The Howes had traded their front lawn for a rock garden, apparently burying the scruffy grass under tons of sand, topped with gravel beds in shades of mauve and green. I could still see a strip of black plastic "mulch" peeping out around the edge where some attempt had been made to suppress the weeds. The Bermuda grass had risen to the challenge and it was snaking its way through the gravel at a leisurely pace. There was a birdbath tucked among the succulents and a poured-concrete squirrel seemed to pop up out of the cactus in an attitude of perpetual, stony optimism. I doubted there was a live squirrel within blocks.

I parked the car and walked up to the house, taking the clipboard I keep in the backseat of my car. The Howes' garage door was closed, making the place look blank and unoccupied.
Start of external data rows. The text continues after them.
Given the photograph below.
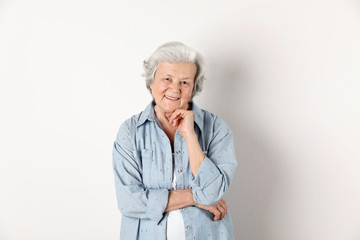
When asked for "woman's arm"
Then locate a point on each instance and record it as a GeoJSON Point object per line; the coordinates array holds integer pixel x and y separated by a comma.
{"type": "Point", "coordinates": [134, 199]}
{"type": "Point", "coordinates": [214, 172]}
{"type": "Point", "coordinates": [179, 199]}
{"type": "Point", "coordinates": [184, 198]}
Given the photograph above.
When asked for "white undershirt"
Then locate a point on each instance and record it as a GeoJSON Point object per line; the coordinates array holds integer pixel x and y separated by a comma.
{"type": "Point", "coordinates": [175, 221]}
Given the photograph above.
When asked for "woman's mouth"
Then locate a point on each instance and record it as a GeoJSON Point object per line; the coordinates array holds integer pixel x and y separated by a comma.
{"type": "Point", "coordinates": [171, 98]}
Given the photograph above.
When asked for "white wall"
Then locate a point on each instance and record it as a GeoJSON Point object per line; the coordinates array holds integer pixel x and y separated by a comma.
{"type": "Point", "coordinates": [283, 74]}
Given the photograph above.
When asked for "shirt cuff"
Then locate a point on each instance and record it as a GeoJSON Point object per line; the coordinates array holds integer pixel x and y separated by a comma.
{"type": "Point", "coordinates": [207, 173]}
{"type": "Point", "coordinates": [157, 202]}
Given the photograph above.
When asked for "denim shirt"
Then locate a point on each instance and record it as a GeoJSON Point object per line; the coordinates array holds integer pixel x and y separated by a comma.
{"type": "Point", "coordinates": [144, 168]}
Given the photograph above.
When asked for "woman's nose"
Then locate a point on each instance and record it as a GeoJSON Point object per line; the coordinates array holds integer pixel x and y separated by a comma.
{"type": "Point", "coordinates": [175, 86]}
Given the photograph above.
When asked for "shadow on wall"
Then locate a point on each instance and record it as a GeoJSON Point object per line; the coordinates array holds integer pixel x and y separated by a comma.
{"type": "Point", "coordinates": [249, 199]}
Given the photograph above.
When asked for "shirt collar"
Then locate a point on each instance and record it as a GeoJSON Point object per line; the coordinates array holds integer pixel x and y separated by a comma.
{"type": "Point", "coordinates": [149, 114]}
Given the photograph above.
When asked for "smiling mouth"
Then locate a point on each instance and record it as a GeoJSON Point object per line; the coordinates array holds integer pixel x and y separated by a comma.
{"type": "Point", "coordinates": [171, 98]}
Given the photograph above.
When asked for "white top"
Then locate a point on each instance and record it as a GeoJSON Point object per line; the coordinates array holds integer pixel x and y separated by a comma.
{"type": "Point", "coordinates": [175, 221]}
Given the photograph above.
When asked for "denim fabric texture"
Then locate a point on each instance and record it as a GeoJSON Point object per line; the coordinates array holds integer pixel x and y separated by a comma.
{"type": "Point", "coordinates": [144, 168]}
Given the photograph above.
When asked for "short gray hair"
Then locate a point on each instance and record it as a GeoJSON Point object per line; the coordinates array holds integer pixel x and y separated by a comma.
{"type": "Point", "coordinates": [175, 52]}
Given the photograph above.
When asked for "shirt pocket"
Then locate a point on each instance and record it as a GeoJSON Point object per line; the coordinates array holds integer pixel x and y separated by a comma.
{"type": "Point", "coordinates": [146, 159]}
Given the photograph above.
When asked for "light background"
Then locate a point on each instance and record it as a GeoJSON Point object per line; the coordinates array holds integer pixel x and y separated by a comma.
{"type": "Point", "coordinates": [283, 74]}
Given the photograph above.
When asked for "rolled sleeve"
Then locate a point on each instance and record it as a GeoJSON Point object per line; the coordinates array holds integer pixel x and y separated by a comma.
{"type": "Point", "coordinates": [157, 202]}
{"type": "Point", "coordinates": [217, 169]}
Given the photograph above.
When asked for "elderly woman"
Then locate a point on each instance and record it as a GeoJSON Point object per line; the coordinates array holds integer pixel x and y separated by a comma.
{"type": "Point", "coordinates": [173, 162]}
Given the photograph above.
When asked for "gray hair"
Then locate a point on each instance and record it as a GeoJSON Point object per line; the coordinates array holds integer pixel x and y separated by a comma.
{"type": "Point", "coordinates": [175, 52]}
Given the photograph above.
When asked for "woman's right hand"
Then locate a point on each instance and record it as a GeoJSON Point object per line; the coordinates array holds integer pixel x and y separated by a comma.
{"type": "Point", "coordinates": [219, 209]}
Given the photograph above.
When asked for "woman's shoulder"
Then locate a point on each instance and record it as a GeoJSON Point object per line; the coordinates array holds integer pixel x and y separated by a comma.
{"type": "Point", "coordinates": [208, 118]}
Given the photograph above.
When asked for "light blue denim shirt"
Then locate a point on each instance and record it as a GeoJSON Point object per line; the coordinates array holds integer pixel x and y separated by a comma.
{"type": "Point", "coordinates": [144, 168]}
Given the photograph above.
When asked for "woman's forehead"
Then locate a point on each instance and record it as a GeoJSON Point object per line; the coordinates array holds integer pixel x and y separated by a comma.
{"type": "Point", "coordinates": [167, 68]}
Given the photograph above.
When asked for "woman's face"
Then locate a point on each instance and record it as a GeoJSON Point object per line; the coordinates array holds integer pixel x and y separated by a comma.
{"type": "Point", "coordinates": [173, 85]}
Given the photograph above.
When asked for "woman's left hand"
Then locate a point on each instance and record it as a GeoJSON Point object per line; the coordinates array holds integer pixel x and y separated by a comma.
{"type": "Point", "coordinates": [183, 120]}
{"type": "Point", "coordinates": [219, 209]}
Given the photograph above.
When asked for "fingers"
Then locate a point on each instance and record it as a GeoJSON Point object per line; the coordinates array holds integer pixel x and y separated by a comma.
{"type": "Point", "coordinates": [222, 210]}
{"type": "Point", "coordinates": [223, 204]}
{"type": "Point", "coordinates": [217, 214]}
{"type": "Point", "coordinates": [175, 115]}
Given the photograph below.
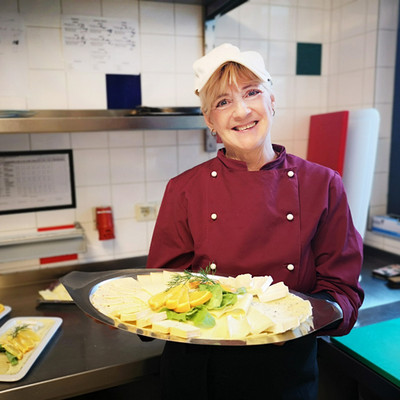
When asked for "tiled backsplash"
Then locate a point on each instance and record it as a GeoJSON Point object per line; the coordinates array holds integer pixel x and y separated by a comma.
{"type": "Point", "coordinates": [122, 168]}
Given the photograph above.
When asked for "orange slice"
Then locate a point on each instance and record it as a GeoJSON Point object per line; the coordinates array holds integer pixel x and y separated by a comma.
{"type": "Point", "coordinates": [199, 297]}
{"type": "Point", "coordinates": [183, 302]}
{"type": "Point", "coordinates": [13, 350]}
{"type": "Point", "coordinates": [173, 296]}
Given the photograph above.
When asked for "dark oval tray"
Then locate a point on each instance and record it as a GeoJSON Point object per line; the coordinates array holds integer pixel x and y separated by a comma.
{"type": "Point", "coordinates": [81, 286]}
The long, low line of the porch was obscured with ivy, looking picturesque, but capable, I knew, of lifting the roof right off. The drapes were closed. I rang the bell, but there was no reassuring "ding-dong" within. A minute passed. I knocked.

The woman who came to the door was subdued, her faded blue eyes searching my face hesitantly.

"Mrs. Howe?"

"I'm Mrs. Howe," she said.

It felt like Lesson One on a foreign-language record. There were dark circles under her eyes and her voice was as flat and dry as a cracker.

"I understand Leonard Grice is staying here. Is that correct?"

"Yes."

I held my clipboard up. "I'm from the insurance company and I wonder if I might have a word with him." It's a marvel God doesn't reach right down and rip my tongue out by the roots for the lies I tell.

"Leonard's taking a rest. Why don't you come back another time." She was closing the door.

"I'll just take a minute," I said quickly. I stuck the clipboard into the crack. She'd never get the door shut that way.

She paused. "The doctor still has him on sedatives." A non sequitur but the point was clear.

"I see. Well, of course, I wouldn't want to disturb him, but I'd really like to see him, as long as I've driven all the way out here." I tried to sound winsome, but apparently failed.

She stared at me stubbornly and I could see the color rise in her face. She glanced sideways as though she were consulting an invisible companion. Abruptly, she moved back and let me into the house with the attitude of someone using the / word under her breath. Her hair was gray, shoulder-length and thin, turned under in a tight pageboy. She had bangs along her forehead in a hairstyle I hadn't seen since those June Allyson movies where she was so loving and so long-suffering. Mrs. Howe wore a plain white blouse and a sensible charcoal-gray wool skirt. She was chunky through the waist. What is it about middle age that makes a woman's body mimic pregnancy?

"I'll see if he'll talk to you," she said and left the room.